In the days when 3000 users logged on to their systems each day, the welcome message was a part of the social exchange between system managers and their customer base. Since the HP 3000 harks back to a day when only a specialized terminal could produce graphics, the server's messages had to be delivered using ASCII characters.
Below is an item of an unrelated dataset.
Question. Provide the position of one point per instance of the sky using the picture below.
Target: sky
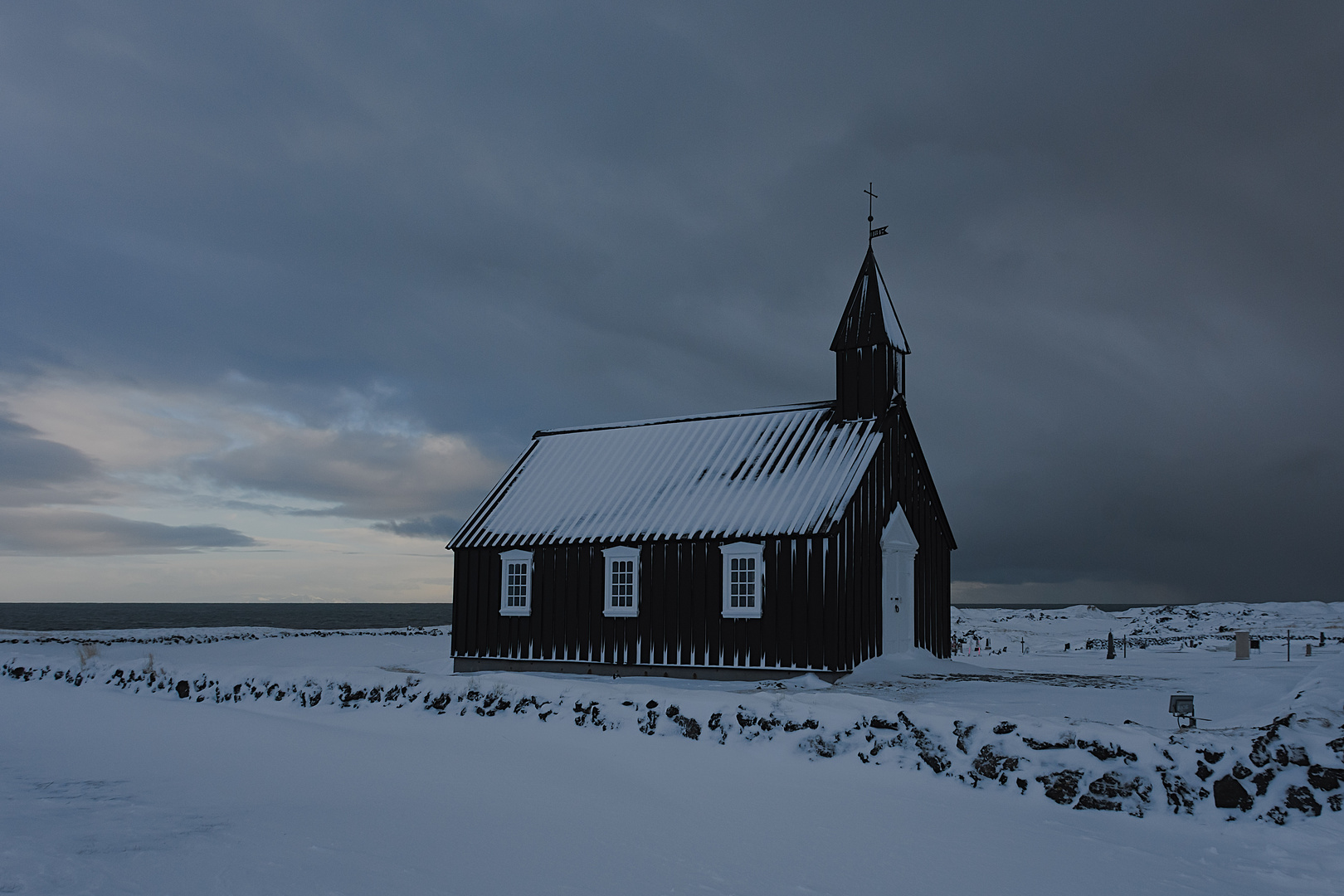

This was a challenge that the 3000 manager of the 1980s and 1990s would warm to during the coldest of seasons.
On the archives of the 3000-L mailing list, we find messages on creating the ASCII tree as recently as 1996. "For those of you that have always wanted to put one of those Christmas Trees (with the blinking lights on an HP terminal) in your welcome message," said Tracy Johnson, "but never had the time to bother keying it in, I've attached (for those that can handle attachments) an ASCII text file you can upload."
The skills to create artwork that would be plugged into a welcome message probably spring from the era's necessary focus on detail. What also helped was perhaps the quieter days of the holiday week we're about to enter. “I use QEDIT's full screen mode,” Costas Anastassiades said when MPE/iX 5.0 was new, “and switch the terminal to graphics mode (Ctrl N/Ctrl O) and then mess around with the various graphic keys. It's all there, on screen, and I can see what I'm doing. So we've had some animation (blinking lights on the original X-mas Tree), and I've added some "Rich Text Format.” Now if only someone can get a terminal to beep "Silent Night"....:)"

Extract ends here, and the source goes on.